En gran medida, entonces, la protagonista del último Almodóvar es Elsa (notable, como es la costumbre, Bárbara Lennie), quien comienza a sufrir intensos ataques de pánico, consecuencia de una ansiedad a la cual resulta difícil aprehender y ponerle un nombre. Al menos lo es en un sentido literal, ya que ocupa más tiempo en el metraje total. Sin embargo la imbricación entre Elsa y Raúl es tal que resulta imposible separarlos, en un nuevo ejemplo de la fascinación del manchego por la metaficción y los relatos ubicados como prolijas cajas chinas. Elsa convive con un hombre bastante más joven, un bombero que, por las noches, suma unos billetes como stripper, y es durante una de sus falsas crisis físicas (la migraña, la falta de aire, las palpitaciones) que una médica que supo conocer a ambos por separado –uno de esos momentos típicos en Almodóvar donde el humor ataca de frente el drama– recibe una respuesta a su incógnita sobre el sentido del “cine de culto”.
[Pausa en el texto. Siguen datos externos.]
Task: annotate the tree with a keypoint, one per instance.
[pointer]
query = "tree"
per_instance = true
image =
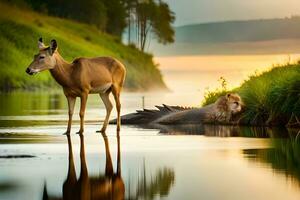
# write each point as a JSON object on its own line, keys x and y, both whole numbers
{"x": 150, "y": 16}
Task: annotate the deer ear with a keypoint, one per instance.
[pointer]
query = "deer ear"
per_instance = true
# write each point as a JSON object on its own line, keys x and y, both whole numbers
{"x": 53, "y": 46}
{"x": 41, "y": 44}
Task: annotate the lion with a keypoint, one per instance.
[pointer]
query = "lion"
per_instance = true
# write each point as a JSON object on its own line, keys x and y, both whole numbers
{"x": 221, "y": 111}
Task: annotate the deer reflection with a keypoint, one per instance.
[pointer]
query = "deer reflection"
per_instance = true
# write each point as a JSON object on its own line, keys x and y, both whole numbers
{"x": 109, "y": 186}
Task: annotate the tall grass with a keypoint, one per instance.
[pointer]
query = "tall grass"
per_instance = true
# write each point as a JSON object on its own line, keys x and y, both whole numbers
{"x": 20, "y": 29}
{"x": 270, "y": 98}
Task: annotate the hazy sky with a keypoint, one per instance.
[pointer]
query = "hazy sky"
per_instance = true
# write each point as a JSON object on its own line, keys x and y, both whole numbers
{"x": 195, "y": 11}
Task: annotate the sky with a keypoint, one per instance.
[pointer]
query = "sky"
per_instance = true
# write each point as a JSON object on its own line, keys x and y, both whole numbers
{"x": 200, "y": 11}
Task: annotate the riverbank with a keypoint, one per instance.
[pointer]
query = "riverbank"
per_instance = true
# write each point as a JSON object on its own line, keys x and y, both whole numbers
{"x": 21, "y": 28}
{"x": 271, "y": 98}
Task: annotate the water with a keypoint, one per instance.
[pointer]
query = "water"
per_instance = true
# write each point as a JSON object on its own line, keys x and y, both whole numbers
{"x": 164, "y": 162}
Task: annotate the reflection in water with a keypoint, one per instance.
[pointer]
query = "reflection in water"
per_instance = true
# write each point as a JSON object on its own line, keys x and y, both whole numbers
{"x": 107, "y": 186}
{"x": 284, "y": 157}
{"x": 110, "y": 185}
{"x": 216, "y": 130}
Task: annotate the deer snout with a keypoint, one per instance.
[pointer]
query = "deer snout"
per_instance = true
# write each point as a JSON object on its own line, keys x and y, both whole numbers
{"x": 28, "y": 71}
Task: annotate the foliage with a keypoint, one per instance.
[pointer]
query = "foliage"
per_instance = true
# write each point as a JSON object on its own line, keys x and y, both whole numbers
{"x": 270, "y": 98}
{"x": 211, "y": 96}
{"x": 20, "y": 29}
{"x": 150, "y": 16}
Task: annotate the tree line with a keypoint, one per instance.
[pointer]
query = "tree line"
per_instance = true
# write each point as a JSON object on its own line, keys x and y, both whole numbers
{"x": 141, "y": 19}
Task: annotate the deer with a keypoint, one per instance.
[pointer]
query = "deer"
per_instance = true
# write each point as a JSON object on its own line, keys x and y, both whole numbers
{"x": 84, "y": 76}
Si en uno de sus niveles narrativos, que transcurre en 2004, Amarga navidad describe la existencia de Elsa a partir de un momento de su vida que parece tener forma de bisagra, a su vez pincelado con flashbacks del pasado reciente, en otro estrato Raúl intenta escribir un guion que podría implicar un retorno triunfal al métier. Que su productora de toda la vida, interpretada por Aitana Sánchez-Gijón, lo deje luego de dos décadas de trabajo en conjunto para cuidar de una amiga en problemas no es un elemento casual: la realidad comienza a penetrar con fuerza en ese relato de ficción que aún está en pañales. Que a Raúl se le achaque precisamente eso, tomar anécdotas no poco dolorosas de personas reales para construir una ficción, podrá tener poco o mucho que ver con algunos datos de la vida del director de Átame. Pero eso es lo menos relevante de todo el asunto, como lo confirma con humor la inclusión de no una sino dos canciones de Chavela Vargas, y el posterior comentario de un personaje acerca de la impertinencia de esa repetición.
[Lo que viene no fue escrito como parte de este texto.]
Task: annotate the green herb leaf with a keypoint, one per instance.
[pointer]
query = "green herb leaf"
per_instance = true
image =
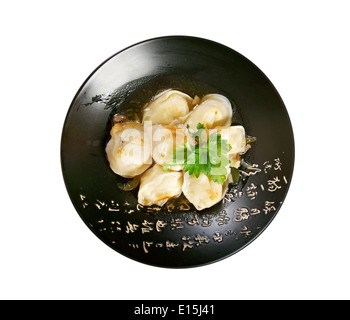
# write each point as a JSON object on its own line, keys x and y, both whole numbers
{"x": 209, "y": 157}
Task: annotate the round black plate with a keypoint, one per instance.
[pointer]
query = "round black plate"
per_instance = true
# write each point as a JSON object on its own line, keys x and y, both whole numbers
{"x": 176, "y": 235}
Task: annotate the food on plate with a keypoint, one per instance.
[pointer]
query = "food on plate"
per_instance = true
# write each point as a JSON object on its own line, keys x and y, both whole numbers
{"x": 129, "y": 150}
{"x": 158, "y": 186}
{"x": 183, "y": 145}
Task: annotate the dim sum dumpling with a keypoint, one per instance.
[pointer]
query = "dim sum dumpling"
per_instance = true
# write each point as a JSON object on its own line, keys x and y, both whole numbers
{"x": 203, "y": 192}
{"x": 129, "y": 150}
{"x": 158, "y": 186}
{"x": 165, "y": 139}
{"x": 214, "y": 110}
{"x": 169, "y": 106}
{"x": 235, "y": 135}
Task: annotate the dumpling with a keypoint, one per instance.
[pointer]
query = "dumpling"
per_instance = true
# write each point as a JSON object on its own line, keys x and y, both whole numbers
{"x": 168, "y": 107}
{"x": 158, "y": 186}
{"x": 129, "y": 150}
{"x": 235, "y": 135}
{"x": 165, "y": 139}
{"x": 214, "y": 110}
{"x": 203, "y": 192}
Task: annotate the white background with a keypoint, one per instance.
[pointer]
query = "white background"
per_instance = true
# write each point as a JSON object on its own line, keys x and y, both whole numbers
{"x": 50, "y": 47}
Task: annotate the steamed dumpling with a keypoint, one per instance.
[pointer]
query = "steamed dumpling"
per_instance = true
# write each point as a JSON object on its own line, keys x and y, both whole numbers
{"x": 165, "y": 139}
{"x": 158, "y": 186}
{"x": 129, "y": 151}
{"x": 169, "y": 106}
{"x": 203, "y": 192}
{"x": 214, "y": 110}
{"x": 235, "y": 135}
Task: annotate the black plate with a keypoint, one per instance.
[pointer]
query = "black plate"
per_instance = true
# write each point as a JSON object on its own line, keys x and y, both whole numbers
{"x": 176, "y": 235}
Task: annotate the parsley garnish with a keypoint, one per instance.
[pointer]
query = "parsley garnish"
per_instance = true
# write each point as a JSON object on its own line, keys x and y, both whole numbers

Algunas reseñas luego de su estreno español le achacaron a la película la repetición de motivos y un ombliguismo exacerbado como nunca antes en la obra de Almodóvar. Sin embargo, como ocurre con otras películas de autores obsesionados con el acto creativo como exorcismo personal, Amarga navidad no podría ser de otra manera. Y si durante sus dos primeros actos el film parece un tanto frío cuando se lo compara con las creaciones más famosas del realizador, es recién en el tercero y final –cuando Elsa pasa unos días en Lanzarote, frente a paisajes encantados y la luz de su computadora personal, y Raúl hace lo propio en la soledad del estudio– cuando la emoción surge con fiereza y vuelve a poner en tensión el lugar del creador en el mundo que lo rodea y su nexo con las personas más cercanas.